Me mira fijamente por detrás de sus gafas de sol y me desafía con ese gesto. La boca apretada, las mangas de la camiseta subida, una gorra del revés y los brazos cruzados bajo el pecho. Esta preparado para defenderse. Para atacar y defenderse.
Tengo una fotografía suya de cuando era pequeño. De cuando los ojos, los suyos y los míos, miraban juntos hacia delante. Un futuro mucho más cercano de lo que parecía. De cuando su carita me hacia muecas y jugábamos los dos a mil cosas diferentes.
Si el era pirata yo también. Y con pata de palo. Y tuerto de un ojo si hacia falta.
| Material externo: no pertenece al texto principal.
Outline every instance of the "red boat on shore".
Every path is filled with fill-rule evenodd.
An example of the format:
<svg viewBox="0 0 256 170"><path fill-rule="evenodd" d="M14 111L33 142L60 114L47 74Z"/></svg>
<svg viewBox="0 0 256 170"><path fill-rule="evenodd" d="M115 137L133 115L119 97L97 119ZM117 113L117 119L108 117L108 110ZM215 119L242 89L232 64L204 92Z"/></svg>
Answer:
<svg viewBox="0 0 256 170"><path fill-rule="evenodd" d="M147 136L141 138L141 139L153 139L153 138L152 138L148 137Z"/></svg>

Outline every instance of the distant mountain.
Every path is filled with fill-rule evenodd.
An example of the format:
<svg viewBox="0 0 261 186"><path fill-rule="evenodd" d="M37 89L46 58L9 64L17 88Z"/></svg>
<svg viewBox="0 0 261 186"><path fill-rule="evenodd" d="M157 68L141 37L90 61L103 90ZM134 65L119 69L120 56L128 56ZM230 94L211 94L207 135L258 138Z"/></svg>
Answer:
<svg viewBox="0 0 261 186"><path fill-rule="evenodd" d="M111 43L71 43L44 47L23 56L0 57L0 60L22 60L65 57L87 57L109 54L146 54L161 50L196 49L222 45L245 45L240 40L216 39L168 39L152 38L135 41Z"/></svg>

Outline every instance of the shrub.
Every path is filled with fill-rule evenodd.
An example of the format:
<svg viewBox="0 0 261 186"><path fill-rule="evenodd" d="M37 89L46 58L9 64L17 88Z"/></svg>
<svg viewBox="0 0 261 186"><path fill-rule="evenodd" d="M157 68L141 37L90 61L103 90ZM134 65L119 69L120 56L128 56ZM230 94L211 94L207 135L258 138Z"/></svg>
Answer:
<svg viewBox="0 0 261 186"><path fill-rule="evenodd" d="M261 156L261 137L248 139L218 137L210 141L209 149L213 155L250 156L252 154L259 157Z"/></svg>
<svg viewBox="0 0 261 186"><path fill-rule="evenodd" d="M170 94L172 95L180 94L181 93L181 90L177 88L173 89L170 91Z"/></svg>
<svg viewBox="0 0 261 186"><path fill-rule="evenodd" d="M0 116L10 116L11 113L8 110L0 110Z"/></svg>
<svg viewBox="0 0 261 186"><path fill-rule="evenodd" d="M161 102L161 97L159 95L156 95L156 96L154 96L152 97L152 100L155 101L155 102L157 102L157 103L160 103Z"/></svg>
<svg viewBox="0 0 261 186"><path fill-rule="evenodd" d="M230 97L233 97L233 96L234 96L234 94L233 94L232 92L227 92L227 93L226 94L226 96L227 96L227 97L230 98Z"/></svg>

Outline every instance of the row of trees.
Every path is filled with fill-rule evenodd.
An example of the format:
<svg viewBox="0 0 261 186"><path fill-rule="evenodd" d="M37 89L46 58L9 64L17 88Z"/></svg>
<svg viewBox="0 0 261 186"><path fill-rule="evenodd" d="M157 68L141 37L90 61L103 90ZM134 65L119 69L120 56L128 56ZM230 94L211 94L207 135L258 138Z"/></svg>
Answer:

Si disparaba su pistola de agua o de balas o de rayos, al otro lado siempre estaba yo intentando escapar o haciendo figuras imposibles para que no me tocaran ni uno solo de sus proyectiles de ficción. Y si conducíamos en coche yo siempre de copiloto vigilando para que no se saliera del asiento porque no llevábamos casco ni cinturones de seguridad y rebasábamos todos los límites que podíamos imaginar.
Por las noches nos acostábamos juntos. Unas veces leíamos y otras era yo el que inventaba una historia fantástica que terminaba por llevarle hasta el sueño. Otras veces la inventaba él y me dormía yo. Y así todos los días. Creamos un mundo diferente, ilegitimo y fantástico a su medida, donde cabíamos los dos.
Luego creció. Fueron años en los que cogió carrerilla y distancia. Sus propios amigos, sus propios juegos, todo nuevo. Y poco a poco iba sustituyendo lo que yo le había propuesto por lo que el encontraba. Como debe ser. Yo seguía de copiloto-polizón vigilando que no se hiciera daño.
Y ahora noto que poco a poco me va empujando de su nuevo mundo porque ya no tengo cabida en él. No me quejo pero ahora empiezo a sentir todos los dolores que antes no había sentido: me duelen los ojos de querer verle más allá. Y la pierna de palo porque se me olvido cambiarla cuando acabamos los juegos… y así se quedo. Y la espalda también me duele de todas aquellas figuras imposibles que tuve que hacer para que no me rozaran las balas que disparaba desde… y el alma, de jugarme la vida día a día en aquel coche sin ninguna seguridad.
Él dice que ya no entiendo nada. Que el mundo no es lo que yo digo sino lo que el sabe. Que no se juzgar a las personas, que estoy perdido, que conmigo no se puede hablar... Que me hago viejo, que no tengo remedio.
Pero lo que de verdad me hago, son preguntas. Y yo que había decidido no hacerme preguntas porque no quería saber las respuestas, siento como cada una de sus afirmaciones, cada una de las protestas de las críticas de los reproches que dispara contra mí con mucha más puntería que cuando era pequeño, me alcanzan y consiguen lesionarme. Debe ser que ni me doblo ni me escondo como antes.
Y además las respuestas al parecer, las tiene todas él. Mejor.